El teléfono se conectó al cabo de unas decenas de segundos y se oyó la voz grave de Donald.
—Hola, soy Donald Read, de Leyes Read.
Susana sujetó el teléfono con fuerza, como si se aferrara a su última esperanza.
Respiró hondo antes de susurrar —Hola, soy Susana.
Donald se quedó desconcertado.
Tras hacer una pausa de medio minuto, respondió —Me acuerdo de ti.
Eres la mujer de Adrián.
La esposa de Adrián…
Susana sonrió amargamente, sintiendo que ningún título podía ser más irónico.
¿Qué clase de Sra.
Olson era?
El mundo entero sabía cómo Adrián la humillaba.
La subastó, la encerró en un tanque de agua y jugó con ella a su antojo.
Su vida no significaba nada para Adrián.
Incluso cuando ella estaba sufriendo, escupiendo sangre, él sólo se preocupaba por la repentina aparición de Janice.
—Espero que puedas ayudarme en algo.
—Susana cerró los ojos, intentando mantener la calma y no dejarse abrumar por recuerdos dolorosos—.
No sé qué hacer.
Aparte de Donald, Susana no sabía a quién más acudir.
Estaba aislada y todos pensaban que daba mala suerte.
Nadie se atrevía a echarle una mano.
La presencia de Adrián era como una nube oscura que la envolvía e impedía que nadie se acercara a ella.
—Quieres hablar de tu padre, ¿verdad?
Donald parecía saber lo que Susana quería decir, y preguntó despacio —He oído algunas noticias.
Su situación en la cárcel es terrible.
Si no es liberado y tratado pronto, podría no sobrevivir.
Al enterarse de la grave situación de Stanley, a Susana se le encogió el corazón.
Preguntó con urgencia —¿Cómo puede ser?
Mi padre siempre ha gozado de buena salud, aunque…
De repente, Susana dejó de hablar, con la mirada perdida en la ventana del suelo al techo que había al otro lado de la habitación.

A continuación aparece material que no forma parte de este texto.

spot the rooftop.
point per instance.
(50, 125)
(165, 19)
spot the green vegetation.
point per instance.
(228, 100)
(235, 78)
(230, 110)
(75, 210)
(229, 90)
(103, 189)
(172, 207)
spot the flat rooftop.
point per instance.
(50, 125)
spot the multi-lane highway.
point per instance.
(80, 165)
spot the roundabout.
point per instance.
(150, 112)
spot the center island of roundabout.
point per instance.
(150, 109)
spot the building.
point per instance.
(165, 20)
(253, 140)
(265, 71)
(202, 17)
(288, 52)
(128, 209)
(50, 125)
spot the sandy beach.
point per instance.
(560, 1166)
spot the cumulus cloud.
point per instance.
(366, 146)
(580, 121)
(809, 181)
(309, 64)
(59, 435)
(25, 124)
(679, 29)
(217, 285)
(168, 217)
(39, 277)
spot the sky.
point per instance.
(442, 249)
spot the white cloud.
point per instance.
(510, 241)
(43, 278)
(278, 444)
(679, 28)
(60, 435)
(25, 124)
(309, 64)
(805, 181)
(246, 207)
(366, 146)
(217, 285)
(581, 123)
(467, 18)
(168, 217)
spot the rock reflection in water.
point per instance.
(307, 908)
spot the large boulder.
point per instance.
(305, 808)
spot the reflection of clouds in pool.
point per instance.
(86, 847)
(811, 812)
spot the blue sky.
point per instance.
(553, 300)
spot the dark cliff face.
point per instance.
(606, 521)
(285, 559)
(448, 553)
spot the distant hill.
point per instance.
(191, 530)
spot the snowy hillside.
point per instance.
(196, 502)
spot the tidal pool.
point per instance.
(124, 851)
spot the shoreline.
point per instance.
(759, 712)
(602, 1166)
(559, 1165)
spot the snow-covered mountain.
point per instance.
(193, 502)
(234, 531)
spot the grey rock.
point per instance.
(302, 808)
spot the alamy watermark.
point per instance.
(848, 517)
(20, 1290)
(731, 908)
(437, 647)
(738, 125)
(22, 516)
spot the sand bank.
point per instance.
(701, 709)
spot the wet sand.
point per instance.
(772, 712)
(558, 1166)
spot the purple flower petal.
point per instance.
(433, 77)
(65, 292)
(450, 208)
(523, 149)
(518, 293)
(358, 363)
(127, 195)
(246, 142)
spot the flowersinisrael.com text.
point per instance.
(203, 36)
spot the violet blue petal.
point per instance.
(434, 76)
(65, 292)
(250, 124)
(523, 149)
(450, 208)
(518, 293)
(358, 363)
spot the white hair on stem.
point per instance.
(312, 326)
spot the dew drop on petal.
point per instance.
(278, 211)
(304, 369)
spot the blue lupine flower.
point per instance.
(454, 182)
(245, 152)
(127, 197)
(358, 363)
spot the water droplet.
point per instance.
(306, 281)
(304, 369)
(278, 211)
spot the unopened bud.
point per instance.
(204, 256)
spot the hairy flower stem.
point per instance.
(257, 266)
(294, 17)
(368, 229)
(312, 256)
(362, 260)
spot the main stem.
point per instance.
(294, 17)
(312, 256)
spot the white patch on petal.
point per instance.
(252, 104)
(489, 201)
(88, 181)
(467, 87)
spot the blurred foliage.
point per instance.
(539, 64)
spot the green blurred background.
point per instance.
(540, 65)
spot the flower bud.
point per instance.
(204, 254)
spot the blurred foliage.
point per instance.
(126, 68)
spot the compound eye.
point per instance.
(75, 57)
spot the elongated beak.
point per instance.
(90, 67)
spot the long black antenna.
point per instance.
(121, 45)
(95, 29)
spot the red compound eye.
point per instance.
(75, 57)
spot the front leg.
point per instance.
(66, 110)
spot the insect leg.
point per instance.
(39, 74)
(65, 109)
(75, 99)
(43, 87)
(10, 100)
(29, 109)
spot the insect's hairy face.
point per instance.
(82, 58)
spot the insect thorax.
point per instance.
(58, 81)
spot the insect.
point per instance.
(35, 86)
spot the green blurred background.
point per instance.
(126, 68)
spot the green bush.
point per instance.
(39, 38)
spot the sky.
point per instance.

Por muy fuerte que fuera Stanley, no podía evitar ser el blanco.
Stanley estaba en prisión, no era diferente de estar en una jaula, y el duro trato que recibía era probablemente similar al suyo.
—Recientemente, el señor Morgan fue sorprendido evadiendo impuestos, y las autoridades decidieron aumentar su condena —continuó Donald—.
Su situación no hará más que empeorar.
—¿Cómo ha podido pasar esto…?
Las lágrimas corrían por su rostro mientras Susana murmuraba, aparentemente perdiéndose a sí misma.